Zaurus/Mac

zXSync - Design and Architecture

Andreas Junghans

Geoff Beier


Table of Contents

1. Introduction
1.1. Overview
1.2. Goals
1.3. Technical realities
1.4. Problem cases
2. Architecture
2.1. Core synchronization engine
2.2. Plug-in architecture
2.3. Command line interface
2.4. GUI interface

1. Introduction

1.1. Overview

The main purpose of zXSync is to provide synchronization capabilities between Sharp Zaurus PDAs and Mac OS X. This is also where the name comes from ("z" for "Zaurus" and "X" for "Mac OS X"). Synchronization means that contacts, calendar entries, and other information from the area of "Personal Information Management" (PIM) can be transferred between the standard applications on the Zaurus and the Mac that are responsible for handling this data. On the Zaurus, these are the built-in Address Book, Todo List, and Calendar applications. On the Mac, these are the built-in Address Book and iCal.

1.2. Goals

The following goals are the driving forces for zXSync's design:

Easy handling

The user should only need to intervene as seldom as possible. However, the user should be allowed to control the synchronization as detailed as he or she wants to.

Reliability

The user should always be made clearly aware before destructive changes are made by zXSync. Destructive means the change will lead to loss of data the user once entered, no matter how small. In addition, regular backups should be made automatically to provide an easy way back when something went wrong.

Extensibility

zXSync should be easily extensible by the original authors or third parties. The most important form of extension is support for additional devices and/or applications.

Flexibility

There should be several ways to interact with zXSync and use it from different environments. A command line tool is necessary for automation of synchronizations and for advanced features not easily made available within a GUI. For standard use, a modern, easy to understand GUI should be provided that requires only a minimum of user interaction but on the other hand allows detailed customization. Finally, the core functionality should be available in a library so it can easily be used by other applications.

Transparency

The user should always be aware of what zXSync is doing at any time and what it will do if the user issues a certain command. Detailed reports of every sync should be available to show exactly which entries have changed in what way.

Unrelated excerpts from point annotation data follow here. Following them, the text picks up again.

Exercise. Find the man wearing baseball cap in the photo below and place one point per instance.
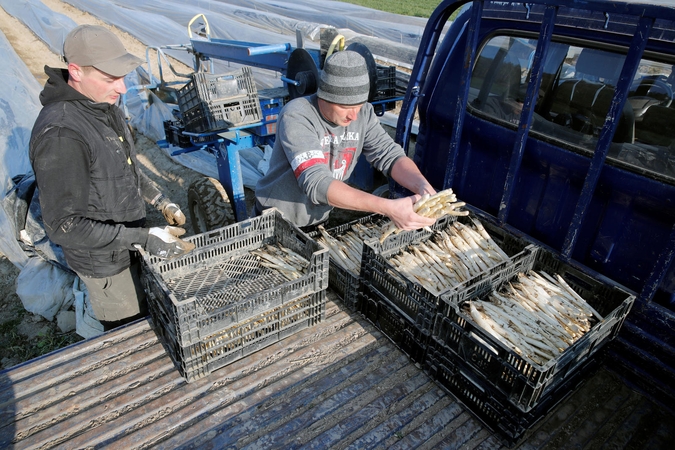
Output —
(91, 191)
(319, 141)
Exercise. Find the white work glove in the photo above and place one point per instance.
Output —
(171, 211)
(164, 242)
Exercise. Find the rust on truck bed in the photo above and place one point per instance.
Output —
(339, 384)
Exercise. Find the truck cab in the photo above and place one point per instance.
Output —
(555, 120)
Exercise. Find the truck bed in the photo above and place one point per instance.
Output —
(340, 384)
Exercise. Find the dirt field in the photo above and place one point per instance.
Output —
(24, 335)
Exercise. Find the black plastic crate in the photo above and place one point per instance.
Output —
(491, 406)
(523, 381)
(210, 102)
(240, 339)
(221, 283)
(409, 295)
(343, 281)
(410, 337)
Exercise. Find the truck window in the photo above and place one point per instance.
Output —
(575, 95)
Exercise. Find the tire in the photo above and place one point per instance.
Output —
(209, 205)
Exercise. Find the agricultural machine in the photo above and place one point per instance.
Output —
(225, 113)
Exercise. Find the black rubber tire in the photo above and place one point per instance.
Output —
(209, 205)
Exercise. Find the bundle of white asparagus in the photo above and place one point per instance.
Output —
(537, 316)
(346, 249)
(440, 204)
(280, 258)
(450, 257)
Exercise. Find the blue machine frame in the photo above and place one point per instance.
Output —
(608, 221)
(226, 143)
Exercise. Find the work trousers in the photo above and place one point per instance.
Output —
(118, 299)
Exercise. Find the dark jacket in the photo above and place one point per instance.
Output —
(90, 189)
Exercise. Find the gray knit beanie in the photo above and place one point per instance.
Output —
(344, 79)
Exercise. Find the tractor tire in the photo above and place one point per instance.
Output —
(209, 205)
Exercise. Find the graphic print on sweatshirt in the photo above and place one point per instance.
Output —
(343, 147)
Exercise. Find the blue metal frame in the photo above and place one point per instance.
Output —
(610, 222)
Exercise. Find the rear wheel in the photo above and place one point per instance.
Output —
(209, 205)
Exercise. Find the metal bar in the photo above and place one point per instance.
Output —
(239, 52)
(463, 96)
(267, 49)
(661, 267)
(527, 112)
(628, 71)
(432, 34)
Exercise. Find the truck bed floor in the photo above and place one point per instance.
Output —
(340, 384)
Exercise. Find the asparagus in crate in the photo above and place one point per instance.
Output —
(450, 257)
(440, 204)
(536, 315)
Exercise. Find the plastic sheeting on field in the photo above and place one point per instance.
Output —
(156, 24)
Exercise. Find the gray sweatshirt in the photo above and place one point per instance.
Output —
(310, 152)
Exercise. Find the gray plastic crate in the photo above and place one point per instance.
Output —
(221, 283)
(240, 339)
(210, 102)
(344, 282)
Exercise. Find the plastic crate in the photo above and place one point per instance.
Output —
(408, 336)
(212, 102)
(415, 301)
(524, 382)
(344, 282)
(221, 283)
(271, 102)
(241, 339)
(491, 406)
(386, 82)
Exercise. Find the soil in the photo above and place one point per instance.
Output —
(23, 335)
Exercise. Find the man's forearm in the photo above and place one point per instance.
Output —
(406, 173)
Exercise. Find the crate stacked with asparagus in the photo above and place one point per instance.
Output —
(244, 287)
(531, 331)
(411, 271)
(345, 246)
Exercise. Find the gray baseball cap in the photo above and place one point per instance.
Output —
(93, 45)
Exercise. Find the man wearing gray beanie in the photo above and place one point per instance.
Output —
(318, 143)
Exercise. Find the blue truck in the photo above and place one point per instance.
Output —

Support for open standards

zXSync should support open standards where possible and sensible. In particular, vCard, iCalendar, and SyncML should be supported. However, since SyncML is not part of the standard software installed on the Zaurus, it is not a top priority. It is sufficient if SyncML support is available through an extension after basic synchronization with the Zaurus works.

Portability

The core functionality should be available in a library that is easily portable to various systems. However, it should also be lightweight and easily integrateable into applications, so Java is not an option here.

1.3. Technical realities

In an ideal world, every device/application would work in a way that makes it easy to track user changes to data. This way, only the changes would have to be sent when syncing the device and a host computer. Unfortunately, there are a lot of devices that don't have this capability - they are "dumb" when it comes to handling their data. zXSync must be able to deal with this and not assume any possibility to track changes. In other words, it must be capable to deal with "passive" devices that offer their data like a harddisk with a non-journaling file system.

Examples for "dumb" devices are the Zaurus and Apple's iPod. While the Zaurus can be upgraded with software to maintain a change log (which is also required by the more advanced SyncML modes), the iPod cannot. zXSync should work in a way that makes it possible to load the iPod with contacts on any Mac, with no special software installed, and let it later participate in a synchronization.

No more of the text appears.